1,000店舗突破が示す市場の変化
楽天グループは、ECモール「楽天市場」における海外事業者の出店数が1,000件を超えたと発表した。国内の物販系EC市場は2024年に15兆2,194億円規模へ拡大しており、越境ECの普及が成長要因の一つとされる。利用者が海外事業者と直接取引する形式は、価格面の魅力から定着しつつある。
日本市場を狙う海外事業者の動き
会員数約1億を抱える楽天市場は、日本市場への参入を目指す海外事業者にとって有力な販売基盤となっている。現在は中国、韓国、米国、EU諸国など22の国・地域からの出店が可能だ。楽天は、物流の信頼性や需要規模を重視しながら対象地域を拡大してきた。海外事業者に対しては、日本の商習慣に関する助言も行っている。
出店拡大を後押しする支援策
楽天は今後、海外事業者の出店数を従来の数倍のペースで増やす方針を示している。その一環として、2026年3月から短期集中型の売上支援プログラムを開始する。

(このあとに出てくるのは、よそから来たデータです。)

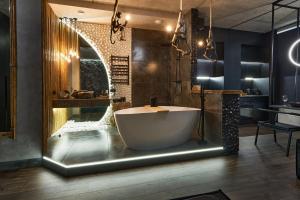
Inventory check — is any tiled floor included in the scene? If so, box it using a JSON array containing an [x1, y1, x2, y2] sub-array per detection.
[[47, 125, 220, 164]]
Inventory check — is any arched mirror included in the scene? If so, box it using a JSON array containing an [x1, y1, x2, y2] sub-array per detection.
[[0, 0, 16, 138], [78, 36, 109, 120], [43, 6, 110, 155]]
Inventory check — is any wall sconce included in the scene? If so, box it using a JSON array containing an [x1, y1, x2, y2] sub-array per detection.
[[245, 77, 254, 81], [288, 39, 300, 67], [197, 76, 210, 81], [110, 0, 130, 44]]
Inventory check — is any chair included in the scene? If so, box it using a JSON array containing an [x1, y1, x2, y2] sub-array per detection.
[[254, 109, 300, 157]]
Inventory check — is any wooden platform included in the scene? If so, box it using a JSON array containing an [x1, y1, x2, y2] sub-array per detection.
[[0, 134, 300, 200], [52, 98, 110, 108]]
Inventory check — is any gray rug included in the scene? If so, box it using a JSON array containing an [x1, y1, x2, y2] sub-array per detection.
[[173, 190, 230, 200]]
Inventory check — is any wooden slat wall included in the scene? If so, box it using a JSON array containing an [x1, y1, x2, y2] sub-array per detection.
[[43, 0, 79, 151]]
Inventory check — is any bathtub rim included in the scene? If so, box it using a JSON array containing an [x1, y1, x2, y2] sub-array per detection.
[[114, 106, 201, 115]]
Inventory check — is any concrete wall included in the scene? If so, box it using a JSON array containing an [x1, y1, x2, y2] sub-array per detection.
[[132, 29, 172, 106], [0, 0, 42, 166]]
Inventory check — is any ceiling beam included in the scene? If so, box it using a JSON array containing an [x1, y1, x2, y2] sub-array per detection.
[[48, 0, 178, 18]]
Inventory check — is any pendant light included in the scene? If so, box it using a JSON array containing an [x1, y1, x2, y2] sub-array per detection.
[[110, 0, 128, 44], [203, 0, 218, 61], [172, 0, 191, 56]]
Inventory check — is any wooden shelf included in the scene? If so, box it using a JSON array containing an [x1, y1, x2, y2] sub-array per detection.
[[52, 98, 110, 108]]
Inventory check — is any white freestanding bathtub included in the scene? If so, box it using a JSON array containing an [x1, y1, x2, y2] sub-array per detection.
[[114, 106, 200, 150]]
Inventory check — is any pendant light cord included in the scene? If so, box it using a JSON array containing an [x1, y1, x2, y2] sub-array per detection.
[[208, 0, 212, 38]]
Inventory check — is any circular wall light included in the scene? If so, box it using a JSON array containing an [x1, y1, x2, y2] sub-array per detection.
[[166, 25, 173, 33], [289, 39, 300, 67]]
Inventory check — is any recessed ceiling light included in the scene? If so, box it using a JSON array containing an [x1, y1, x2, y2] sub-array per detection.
[[77, 10, 85, 15], [166, 25, 173, 33], [154, 19, 162, 24], [125, 14, 131, 21]]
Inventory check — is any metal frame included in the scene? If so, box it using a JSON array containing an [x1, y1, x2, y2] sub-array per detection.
[[269, 0, 300, 105]]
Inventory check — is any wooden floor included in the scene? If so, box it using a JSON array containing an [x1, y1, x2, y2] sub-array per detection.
[[0, 134, 300, 200]]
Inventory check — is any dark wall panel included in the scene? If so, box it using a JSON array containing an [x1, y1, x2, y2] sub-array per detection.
[[0, 12, 10, 131], [132, 29, 171, 106], [0, 0, 42, 163], [198, 28, 270, 90]]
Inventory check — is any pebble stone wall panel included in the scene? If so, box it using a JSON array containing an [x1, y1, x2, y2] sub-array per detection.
[[77, 22, 132, 102]]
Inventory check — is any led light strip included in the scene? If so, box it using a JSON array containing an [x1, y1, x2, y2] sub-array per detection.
[[43, 147, 224, 169]]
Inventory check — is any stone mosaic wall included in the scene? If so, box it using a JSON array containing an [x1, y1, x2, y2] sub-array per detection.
[[80, 59, 108, 96], [222, 95, 240, 153], [77, 22, 132, 102]]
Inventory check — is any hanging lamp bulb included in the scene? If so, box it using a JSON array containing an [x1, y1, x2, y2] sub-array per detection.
[[203, 0, 218, 61], [172, 0, 191, 56]]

実績のある店舗が助言役となり、販売戦略や運営ノウハウを共有する仕組みを構築することで、早期の成長を促す狙いがある。
消費者保護を軸にした制度設計
越境ECでは、模倣品や配送遅延といった課題が指摘されてきた。楽天は、海外事業者からの購入であっても補償制度を適用し、1回あたり30万円を上限に補償を行う。国内事業者との取引と同様の安全性を確保することで、利用者が安心して個人輸入できる環境づくりを進めている。
競争激化が映す越境EC市場の行方
中国系ECサイトによる安値攻勢は、免税制度を背景に拡大してきた。これに対し、国内事業者との競争条件の不均衡が指摘され、政府は税制面での見直しを検討している。楽天は、支援体制と安全対策を強化することで、越境EC市場における信頼性を高め、海外事業者と国内消費者の双方にとって持続可能な市場形成を目指している。